Gláucia afirma que consolidou o método antes do encontro com Joaquín Moreno e que o professor assistiu à sua apresentação no mesmo evento. Ela publicou artigo na Annals of Botany, em 2025, consolidando a metodologia.
A denúncia ganhou contornos após a publicação de um capítulo de livro na Espanha que reproduziu a mesma abordagem, segundo a brasileira. Ela descreve tentativa de retratação e mantém a possibilidade de buscar reparação judicial.
Versões oficiais e desdobramentos
A UMH sustenta que não houve plágio. Relatório do Comitê de Ética e Integridade em Pesquisa afirma que Moreno realizou pesquisa independente com 35 estudantes, dados próprios e sem reproduzir trabalho de Gláucia.
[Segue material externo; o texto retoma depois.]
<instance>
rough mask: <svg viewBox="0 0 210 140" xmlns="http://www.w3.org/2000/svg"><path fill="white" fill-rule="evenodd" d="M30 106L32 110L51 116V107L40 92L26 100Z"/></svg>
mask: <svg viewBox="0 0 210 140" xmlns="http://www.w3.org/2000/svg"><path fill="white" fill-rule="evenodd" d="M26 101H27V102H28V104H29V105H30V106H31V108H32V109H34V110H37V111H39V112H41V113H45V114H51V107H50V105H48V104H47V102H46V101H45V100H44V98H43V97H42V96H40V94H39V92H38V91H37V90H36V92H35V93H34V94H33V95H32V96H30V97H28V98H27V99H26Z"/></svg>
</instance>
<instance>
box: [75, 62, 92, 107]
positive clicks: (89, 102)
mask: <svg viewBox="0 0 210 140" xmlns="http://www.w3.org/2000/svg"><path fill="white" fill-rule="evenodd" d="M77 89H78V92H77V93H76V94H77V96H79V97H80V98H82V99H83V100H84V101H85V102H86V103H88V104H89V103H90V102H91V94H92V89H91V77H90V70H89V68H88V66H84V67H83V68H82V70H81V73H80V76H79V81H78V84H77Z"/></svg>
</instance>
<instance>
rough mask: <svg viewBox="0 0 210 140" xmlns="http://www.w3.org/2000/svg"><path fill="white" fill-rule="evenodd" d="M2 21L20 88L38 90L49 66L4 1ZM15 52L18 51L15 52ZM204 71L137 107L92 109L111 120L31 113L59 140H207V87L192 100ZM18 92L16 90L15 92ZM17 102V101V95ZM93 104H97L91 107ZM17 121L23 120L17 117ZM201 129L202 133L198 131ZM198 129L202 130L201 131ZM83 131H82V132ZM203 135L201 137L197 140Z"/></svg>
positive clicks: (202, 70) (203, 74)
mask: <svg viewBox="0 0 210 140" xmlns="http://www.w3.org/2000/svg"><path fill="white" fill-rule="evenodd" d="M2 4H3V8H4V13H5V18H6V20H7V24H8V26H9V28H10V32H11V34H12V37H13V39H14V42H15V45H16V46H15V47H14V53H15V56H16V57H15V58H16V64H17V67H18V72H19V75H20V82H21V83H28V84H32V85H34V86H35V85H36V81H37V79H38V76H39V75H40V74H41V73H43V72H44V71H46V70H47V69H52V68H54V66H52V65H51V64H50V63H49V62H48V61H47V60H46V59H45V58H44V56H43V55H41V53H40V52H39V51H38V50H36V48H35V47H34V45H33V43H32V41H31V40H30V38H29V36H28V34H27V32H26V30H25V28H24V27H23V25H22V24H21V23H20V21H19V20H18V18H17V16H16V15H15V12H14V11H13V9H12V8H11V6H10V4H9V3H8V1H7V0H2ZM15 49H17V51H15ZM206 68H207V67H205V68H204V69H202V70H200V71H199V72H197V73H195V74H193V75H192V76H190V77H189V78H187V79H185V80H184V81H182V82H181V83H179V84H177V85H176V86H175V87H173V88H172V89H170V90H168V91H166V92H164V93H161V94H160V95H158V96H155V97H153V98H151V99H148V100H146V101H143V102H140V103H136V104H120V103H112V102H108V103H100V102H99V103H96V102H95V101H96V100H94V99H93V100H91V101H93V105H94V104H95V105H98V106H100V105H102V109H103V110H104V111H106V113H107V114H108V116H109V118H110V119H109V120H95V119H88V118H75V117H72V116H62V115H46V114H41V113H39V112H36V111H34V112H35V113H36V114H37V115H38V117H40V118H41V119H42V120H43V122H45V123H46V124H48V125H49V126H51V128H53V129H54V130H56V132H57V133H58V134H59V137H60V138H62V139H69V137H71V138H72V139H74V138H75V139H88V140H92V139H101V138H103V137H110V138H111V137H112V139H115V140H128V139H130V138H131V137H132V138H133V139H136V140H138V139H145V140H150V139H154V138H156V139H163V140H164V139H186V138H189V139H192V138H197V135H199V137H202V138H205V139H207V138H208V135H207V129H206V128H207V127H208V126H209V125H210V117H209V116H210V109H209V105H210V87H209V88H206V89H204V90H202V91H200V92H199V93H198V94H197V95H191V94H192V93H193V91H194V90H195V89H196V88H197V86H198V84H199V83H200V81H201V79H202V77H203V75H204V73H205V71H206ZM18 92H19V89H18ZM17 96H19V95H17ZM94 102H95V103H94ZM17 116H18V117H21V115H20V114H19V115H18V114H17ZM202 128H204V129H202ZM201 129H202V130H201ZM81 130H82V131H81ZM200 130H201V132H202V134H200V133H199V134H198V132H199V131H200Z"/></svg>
A universidade afirma ainda que houve reconhecimento do trabalho anterior ao publicar o capítulo, citando apenas o Congresso de 2024. A editora Octaedro foi informada e abriu revisão interna sobre a atribuição.
Gláucia afirma ter tentado resolver o caso amistosamente antes de recorrer à Justiça. Ela contratou escritório de propriedade intelectual e lançou campanha de arrecadação para cobrir custos de uma possível ação internacional.
Impactos e próximos passos
A pesquisadora relata ansiedade e desgaste emocional, além de dificuldades acadêmicas. A UMH diz que Gláucia não participou da apuração interna, e que as informações foram analisadas com base na documentação do professor.
A editora Octaedro informou que está avaliando o caso e não antecipará conclusões. A reportagem não encontrou respostas do professor Joaquín Moreno. O texto seguirá com atualizações caso haja novo desdobramento.